Determining Safety and Efficacy of Japanese Encephalitis Vaccine When Given With Measles Vaccine

February 25, 2020 updated by: PATH

Assessment of the Non-Inferiority of the Concurrent Administration of Japanese Encephalitis Live Attenuated SA 14-14-2 Vaccine and Measles Vaccine Given Alone

This study will determine whether it is safe and effective to administer Japanese encephalitis (JE) live attenuated SA 14-14-2 vaccine at the same time as measles vaccine. If it is found to be safe, it will pave the way for use in routine vaccination programs. The hypothesis is that children who receive JE live attenuated SA 14-14-2 vaccine and measles vaccine at the same time are protected against these diseases at the same level as those who receive the vaccines at different intervals.

Study Overview

Detailed Description

Japanese encephalitis is the leading cause of viral neurological disease and disability in Asia. The severity of sequelae, together with the volume of cases, make JE the most important cause of viral encephalitis in the world. Approximately 3 billion people-including 700 million children-live in Asian areas at risk for JE. JE most commonly infects children between the ages of 1 and 15 years, and can also infect adults in areas where the virus is newly introduced. More than 50,000 cases are reported annually and cause an estimated 10,000 to 15,000 deaths. This figure is believed to represent only a small proportion of the disease burden that actually exists.

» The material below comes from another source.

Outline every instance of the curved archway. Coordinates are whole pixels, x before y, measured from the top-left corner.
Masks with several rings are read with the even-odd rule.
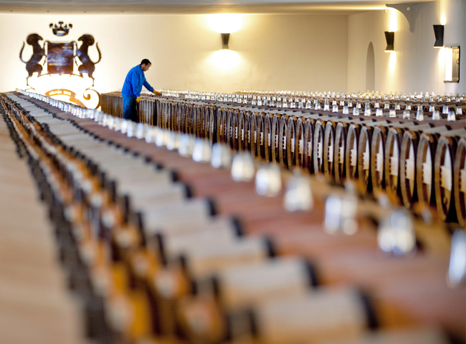
[[[366,58],[366,89],[369,91],[375,89],[375,57],[372,42],[367,47],[367,57]]]

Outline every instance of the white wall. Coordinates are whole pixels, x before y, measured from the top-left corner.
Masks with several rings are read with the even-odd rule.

An effective vaccine has existed since 1941, but has not reached the poorest countries in Asia. During the 60 years that the vaccine has been available, JE has infected an estimated 10.5 million children, resulting in more than 3 million deaths and more than 4 million children living with long-term disabilities. Control of this disease has been limited due to poor disease surveillance, a limited and unstable vaccine supply, lack of guidance and programmatic support for immunization, and limited advocacy.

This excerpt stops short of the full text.